Adam Weidemann, un chercheur du groupe d’analyse des menaces de Google, a déclaré dans le rapport en ligne publié lundi soir que des pirates prétendument soutenus par la Corée du Nord avaient créé un faux blog de recherche et plusieurs profils Twitter pour renforcer leur crédibilité et interagir avec les chercheurs en sécurité qu’ils ciblaient.

Après s’être connectés avec les chercheurs, les pirates leur demandaient s’ils voulaient collaborer à la recherche sur la cyber-vulnérabilité et partager un outil contenant un code conçu pour installer des logiciels malveillants sur les ordinateurs des cibles, ce qui permettrait ensuite aux pirates de contrôler l’appareil et voler des informations.

Plusieurs chercheurs ciblés ont été compromis après avoir suivi un lien Twitter vers un blog mis en place par les pirates, a déclaré Weidemann.

«Au moment de ces visites, les systèmes victimes exécutaient des versions de navigateur Windows 10 et Chrome entièrement corrigées et à jour», a écrit Weidemann. «Pour le moment, nous ne sommes pas en mesure de confirmer le mécanisme de compromis, mais nous nous félicitons de toute information que d’autres pourraient avoir.»

Google a publié une liste de comptes de réseaux sociaux et de sites Web qui, selon lui, étaient contrôlés par les pirates, y compris 10 profils Twitter et cinq profils LinkedIn.

Simon Choi, analyste principal chez NSHC, une société sud-coréenne de sécurité informatique, a déclaré que les cyberattaques liées à la Corée du Nord au cours des dernières années avaient démontré une amélioration de la capacité à identifier et à exploiter les vulnérabilités des systèmes de sécurité informatique. Avant 2016, les Nord-Coréens s’appuyaient principalement sur des méthodes utilisées par des hackers chinois ou russes, a-t-il déclaré.

«Il est à noter que les experts en sécurité informatique sur Twitter, qui ont déclaré avoir été approchés par les pirates, se sont engagés dans des recherches sur la vulnérabilité de Chrome et Windows 10», a déclaré Choi.

«Ce n’est pas facile de pénétrer avec succès ces systèmes qui sont construits avec les dernières technologies de sécurité. Pour les Nord-Coréens, il est plus logique de voler les vulnérabilités déjà découvertes par les chercheurs car il est plus difficile de développer leurs propres moyens d’exploiter ces systèmes.

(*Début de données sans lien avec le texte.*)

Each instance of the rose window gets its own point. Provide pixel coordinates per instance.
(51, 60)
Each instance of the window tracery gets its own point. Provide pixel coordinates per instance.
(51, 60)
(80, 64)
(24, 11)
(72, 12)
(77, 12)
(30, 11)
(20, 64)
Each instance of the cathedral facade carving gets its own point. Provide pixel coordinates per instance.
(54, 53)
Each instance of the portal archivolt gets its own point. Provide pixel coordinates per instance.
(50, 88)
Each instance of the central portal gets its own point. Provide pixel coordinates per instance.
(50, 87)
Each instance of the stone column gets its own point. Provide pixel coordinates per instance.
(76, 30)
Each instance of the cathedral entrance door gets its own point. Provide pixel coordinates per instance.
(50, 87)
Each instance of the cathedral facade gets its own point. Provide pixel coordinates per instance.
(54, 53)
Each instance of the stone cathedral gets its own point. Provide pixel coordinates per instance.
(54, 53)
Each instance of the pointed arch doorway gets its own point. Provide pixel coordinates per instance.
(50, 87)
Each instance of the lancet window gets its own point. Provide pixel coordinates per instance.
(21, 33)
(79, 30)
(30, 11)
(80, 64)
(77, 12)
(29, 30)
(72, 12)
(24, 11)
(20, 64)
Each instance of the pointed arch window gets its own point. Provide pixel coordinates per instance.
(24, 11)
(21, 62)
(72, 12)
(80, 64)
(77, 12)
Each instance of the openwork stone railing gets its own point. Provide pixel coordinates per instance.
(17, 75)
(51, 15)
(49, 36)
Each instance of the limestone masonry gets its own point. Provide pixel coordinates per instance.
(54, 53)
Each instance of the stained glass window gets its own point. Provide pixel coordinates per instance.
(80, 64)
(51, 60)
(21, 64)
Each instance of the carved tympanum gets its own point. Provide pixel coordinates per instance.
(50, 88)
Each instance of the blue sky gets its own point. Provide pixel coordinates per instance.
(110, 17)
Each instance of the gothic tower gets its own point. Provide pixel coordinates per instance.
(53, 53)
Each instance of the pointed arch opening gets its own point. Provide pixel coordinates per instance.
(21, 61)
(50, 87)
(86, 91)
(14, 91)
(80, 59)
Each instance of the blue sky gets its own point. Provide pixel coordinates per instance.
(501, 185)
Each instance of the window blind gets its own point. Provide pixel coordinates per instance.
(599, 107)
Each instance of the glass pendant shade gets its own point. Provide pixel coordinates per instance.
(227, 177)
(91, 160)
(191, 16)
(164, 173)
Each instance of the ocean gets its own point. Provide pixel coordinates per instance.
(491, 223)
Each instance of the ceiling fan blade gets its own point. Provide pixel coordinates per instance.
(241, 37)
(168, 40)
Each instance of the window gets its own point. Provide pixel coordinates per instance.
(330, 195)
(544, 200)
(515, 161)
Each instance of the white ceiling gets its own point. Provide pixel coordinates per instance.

En 2018, les procureurs fédéraux américains ont inculpé un programmeur informatique travaillant pour le gouvernement nord-coréen pour son implication présumée dans les cyberattaques qui ont piraté Sony Pictures et déclenché le virus du ransomware WannaCry. Park Jin Hyok, qui se trouverait en Corée du Nord, a conspiré pour mener des attaques qui ont également volé 81 millions de dollars à la banque centrale du Bangladesh, selon les accusations.

Le piratage Sony de 2014 a conduit à la publication de dizaines de milliers de courriels Sony confidentiels et de fichiers professionnels. La cyberattaque de WannaCry en 2017 a brouillé des données sur des centaines de milliers d’ordinateurs dans des agences gouvernementales, des banques et d’autres entreprises à travers le monde et a paralysé des parties du système de santé britannique.